“Were you angry at your father?” the woman asked during the book discussion of Before the Door Closes: A Daughter’s Journey with Her Alcoholic Father.
“No,” I unreservedly replied.
“But he beat your mother,” she whispered as if it were still a secret.
“I hated it and I felt sorry for her. But that wasn’t my father,” I explained. “My real father didn’t do that.”
Later I realized all my life I used a defense mechanism for my father’s alcoholic behavior that my mother had expertly polished: compartmentalization. A scene from my book reveals her dichotomy.

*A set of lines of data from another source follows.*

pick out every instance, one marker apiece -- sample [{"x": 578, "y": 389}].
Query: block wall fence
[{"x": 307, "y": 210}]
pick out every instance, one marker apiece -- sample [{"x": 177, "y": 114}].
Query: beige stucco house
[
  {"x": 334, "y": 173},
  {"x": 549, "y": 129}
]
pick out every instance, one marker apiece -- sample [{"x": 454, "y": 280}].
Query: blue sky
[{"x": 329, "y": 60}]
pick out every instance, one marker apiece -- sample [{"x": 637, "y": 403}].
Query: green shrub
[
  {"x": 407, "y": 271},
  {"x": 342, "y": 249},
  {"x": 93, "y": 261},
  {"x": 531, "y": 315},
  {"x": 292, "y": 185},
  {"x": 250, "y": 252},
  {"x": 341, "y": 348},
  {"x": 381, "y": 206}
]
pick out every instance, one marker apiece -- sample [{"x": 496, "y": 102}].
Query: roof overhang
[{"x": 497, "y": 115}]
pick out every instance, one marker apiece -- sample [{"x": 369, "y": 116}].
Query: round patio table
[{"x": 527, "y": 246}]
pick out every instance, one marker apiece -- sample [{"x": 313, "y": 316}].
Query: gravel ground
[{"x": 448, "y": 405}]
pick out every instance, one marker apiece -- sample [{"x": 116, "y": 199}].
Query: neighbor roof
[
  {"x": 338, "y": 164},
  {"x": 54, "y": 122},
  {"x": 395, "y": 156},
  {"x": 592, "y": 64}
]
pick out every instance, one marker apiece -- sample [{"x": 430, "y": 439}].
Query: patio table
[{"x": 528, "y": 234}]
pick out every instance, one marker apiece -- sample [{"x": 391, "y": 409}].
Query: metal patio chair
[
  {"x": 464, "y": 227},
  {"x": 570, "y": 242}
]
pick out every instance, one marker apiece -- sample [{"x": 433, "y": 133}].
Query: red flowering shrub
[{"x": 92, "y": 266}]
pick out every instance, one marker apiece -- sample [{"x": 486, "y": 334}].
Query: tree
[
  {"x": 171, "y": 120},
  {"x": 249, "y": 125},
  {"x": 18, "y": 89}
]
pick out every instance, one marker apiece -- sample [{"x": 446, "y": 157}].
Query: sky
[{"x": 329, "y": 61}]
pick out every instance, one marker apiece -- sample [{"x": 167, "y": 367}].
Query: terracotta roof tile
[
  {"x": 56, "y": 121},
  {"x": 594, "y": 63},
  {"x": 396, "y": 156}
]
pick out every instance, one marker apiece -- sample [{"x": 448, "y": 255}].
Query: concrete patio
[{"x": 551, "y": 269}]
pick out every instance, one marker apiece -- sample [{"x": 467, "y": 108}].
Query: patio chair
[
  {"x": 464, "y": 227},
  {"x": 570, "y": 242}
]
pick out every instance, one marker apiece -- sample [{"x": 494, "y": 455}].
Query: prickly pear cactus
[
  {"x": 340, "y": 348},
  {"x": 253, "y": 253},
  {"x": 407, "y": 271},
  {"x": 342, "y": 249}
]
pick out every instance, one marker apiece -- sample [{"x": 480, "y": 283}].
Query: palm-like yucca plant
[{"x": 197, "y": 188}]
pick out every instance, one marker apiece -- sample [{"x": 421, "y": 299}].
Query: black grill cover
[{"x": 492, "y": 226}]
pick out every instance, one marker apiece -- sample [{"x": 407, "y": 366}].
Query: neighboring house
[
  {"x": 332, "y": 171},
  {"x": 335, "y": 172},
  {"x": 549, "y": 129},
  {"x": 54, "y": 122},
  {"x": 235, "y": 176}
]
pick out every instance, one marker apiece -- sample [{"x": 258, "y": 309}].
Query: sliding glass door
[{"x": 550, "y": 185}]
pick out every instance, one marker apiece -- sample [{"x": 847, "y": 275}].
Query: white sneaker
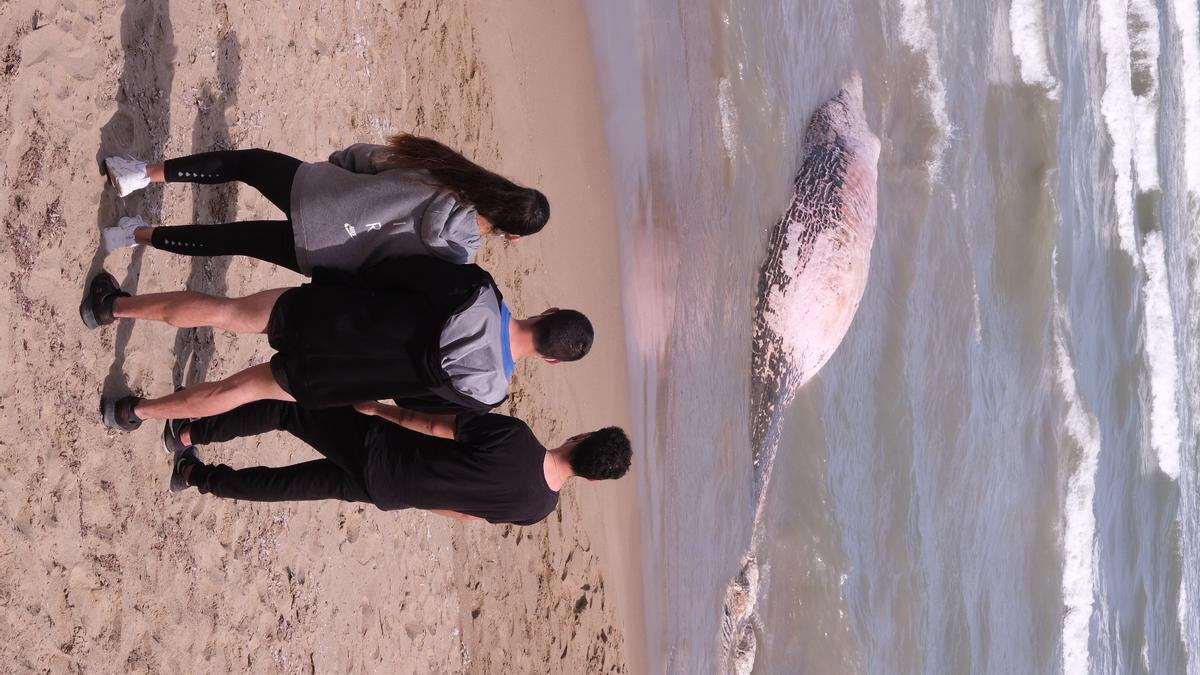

“Our arms entwined, I reflected that for most of my life I had wondered if Daddy ever told Mama he loved her. There were so many years he had abused her physically, mentally, and emotionally. Through it all my mother persevered. She had found her way to cope.
“Mama once told me as she looked through the window at my father staggering to the front door, ‘He is like Dr. Jekyll and Mr. Hyde.’
“That’s how she mentally sectioned her life. If Daddy was drunk, he was Mr. Hyde, embodying all that was wrong, evil, sinful. If Daddy was sober, he was Dr. Jekyll, goodness and peace and healing. While hating Mr. Hyde, Mama knew at the end of her endurance, he would metamorphose again into Dr. Jekyll.”